Перед нами стояла женщина, с царственной осанкой, гладко причесанная, с низким пучком на затылке, в черной юбке до колена, в белой шелковой блузке и в черном атласном кардигане. На ней были ее лучшие украшения и туфли на высоченных каблуках.
В ней было столько королевского достоинства, и, как истинная королева, она не сделала в нашу сторону ни одного движения. Она стояла, улыбалась и ждала. И мы неуверенно двинулись к ней с цветами и приветствиями.
А дальше была столовая, утопающая в цветах. Бронзовые канделябры сверкали хрустальными подвесками. Множество фотографий на стенах отражались в огромном зеркале в бронзовой раме, создавая иллюзию множества зрителей. И Ханум, почуяв в Джиме Джонсоне заинтересованного слушателя, как охотник вся напружинилась и погнала его по своей жизни.
Она то сидела и тихо-тихо рассказывала о тяжелых днях войны, то вдруг вставала и пела на армянском, польском, украинском, еврейском. Потом опять о том, как создавались песни, костюмы. Потом аккомпанировала себе на бубне, показывая разные ритмы. И вдруг испанская "Текьеро".

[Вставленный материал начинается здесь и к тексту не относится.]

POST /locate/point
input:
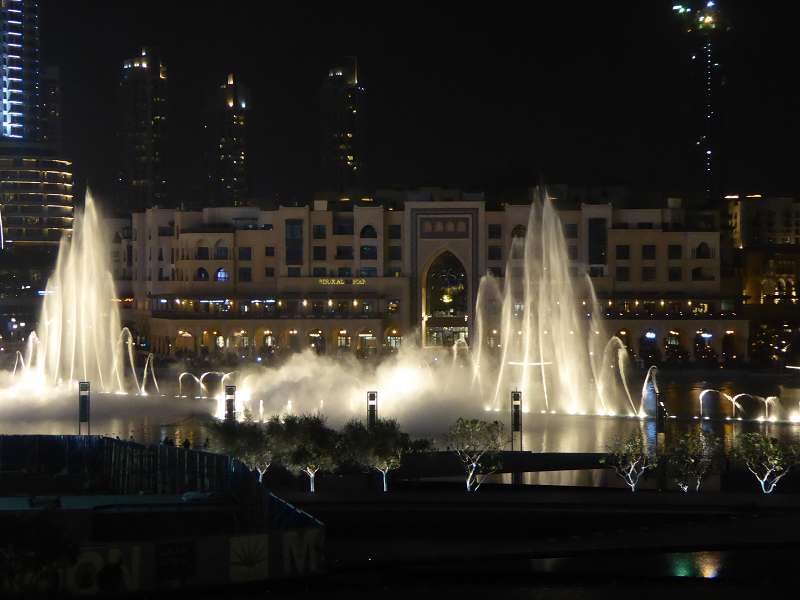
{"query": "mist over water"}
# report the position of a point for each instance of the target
(538, 330)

Мы сидели ошеломленные. Алеша взахлеб переводил и переводил. Я со слезами на глазах пыталась фотографировать. Потом пауза, и знаменитая английская колыбельная. И Джим Джонсон, не помня себя, начинает петь вместе с Ханум. А я сижу с неестественно прямой спиной, до боли сжав кулаки, чтобы не разреветься, и думаю: "Господи, благодарю тебя, в моих жилах течет ее кровь. Я внучка этой великой женщины, актрисы. Господи, сохрани ее, дай другим увидеть то же, что видим мы".
А за окном бушевала стихия. С грохотом и шипением с небес низвергалась тяжелая вода.
Потом мы, притихшие, сидели в машине по пути в аэропорт. По улицам еще неслись потоки воды. Мужчины, с закатанными брюками, промокшие до нитки, толкали автомобили. Стихия еще бурлила, но в ней уже чувствовалась усталость - усталость и безразличие. Потому что счастье - в проживании феерии, а не в том впечатлении, какое оказывает эта феерия на утомленных зрителей.
А уже первого июля я, мама и сестра летели рейсом Москва-Ташкент хоронить Ханум.
Я знала, что вряд ли когда-нибудь еще полечу в Ташкент. Потому, что неминуемо опять почувствую себя обездоленным ребенком.
Я не люблю Ташкент. С этим городом у меня связаны горькие воспоминания.